Ya instalé un teclado en español!
Tengo una manía: tiendo a hablar conmigo mismo. Tengo otra manía, un poco más rara: tiendo a hablar conmigo mismo, sobre “nosotros”. Los ultimos días he estado probando regresar a un régimen de ayuno intermitente, y debo reconocer que me ha sido tan difícil regresar como lo fue empezar con él en Octubre. La historia viene a propósito, porque cuando llegó (por fin!) la hora de comer, dije muy emocionado: “lo logramos!”
He notado que esta dualidad no existe, curiosamente, cuando me critico. “Ah, como eres pendejo” es una frase que surge en mi cabeza, muy natural y frecuentemente, cuando algo me sale mal. Jamás “somos” pendejos. Eres. Tú. Y a veces, yo. Pero nunca nosotros.
Por supuesto, esta crítica está fundamentada en más que un odio personal, o una baja autoestima (aunque no dudo que habrá quien se lo atribuya a una o ambas causas). Primordialmente, está fundamentada en un deseo de cambiar, de mejorar, de evitar las acciones que llevaron al problema. Vale mencionar que estos no son problemas particularmente graves: mancharse la ropa por un descuido con la comida, por ejemplo, o cortarme con el cuchillo mientras estoy cocinando. Pero sí existe una marcada exasperación en mis autoinsultos: ya sabíamos esto, no? Porqué volvemos a caer en lo mismo?

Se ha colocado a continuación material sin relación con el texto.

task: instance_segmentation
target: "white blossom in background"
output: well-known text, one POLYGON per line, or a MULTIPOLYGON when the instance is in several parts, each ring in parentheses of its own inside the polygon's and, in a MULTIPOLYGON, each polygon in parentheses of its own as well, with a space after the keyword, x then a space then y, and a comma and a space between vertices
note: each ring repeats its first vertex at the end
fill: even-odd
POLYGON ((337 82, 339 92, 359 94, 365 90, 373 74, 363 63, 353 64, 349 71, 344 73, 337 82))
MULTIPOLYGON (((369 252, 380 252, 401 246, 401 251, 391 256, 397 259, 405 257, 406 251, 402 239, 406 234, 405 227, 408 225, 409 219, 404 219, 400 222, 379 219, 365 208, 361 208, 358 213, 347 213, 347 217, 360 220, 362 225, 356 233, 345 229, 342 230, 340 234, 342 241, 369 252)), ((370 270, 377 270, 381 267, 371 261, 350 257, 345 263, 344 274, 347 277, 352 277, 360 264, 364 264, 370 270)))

Existe una clara tendencia en mi vida de tropezar con la misma piedra (figurativa, pero en ocasiones también literalmente). No es una incapacidad mental ni fisiológica de aprender: lo hago bastante bien en otras áreas. Y tampoco es como si no pudiera darme cuenta de la causa de mis problemas: en los casos de arriba, suele tener que ver con distracción, por ejemplo. El error, creo, yace en creer que puedo cambiar esa naturaleza por simple ejercicio de observación y redacción de conclusiones.
“Ah!”, viene el apoyo, “exacto! Tienes que aprender a aceptarte.” Y sí. Porque aunque puedo darme cuenta de mis problemas, sigo teniendo muchos puntos ciegos, por estar enfocado en otras cosas o por no querer reconocer que soy de cierta manera. Es difícil aceptar, por ejemplo, que no solo dejas que se aprovechen de ti, sino que te ofreces voluntariamente a ello – es un duro golpe al ego. Parte de este camino ha sido abrirme a la introspección honesta, dura a veces, pero que tiene por objetivo salir del otro lado como una persona mejor.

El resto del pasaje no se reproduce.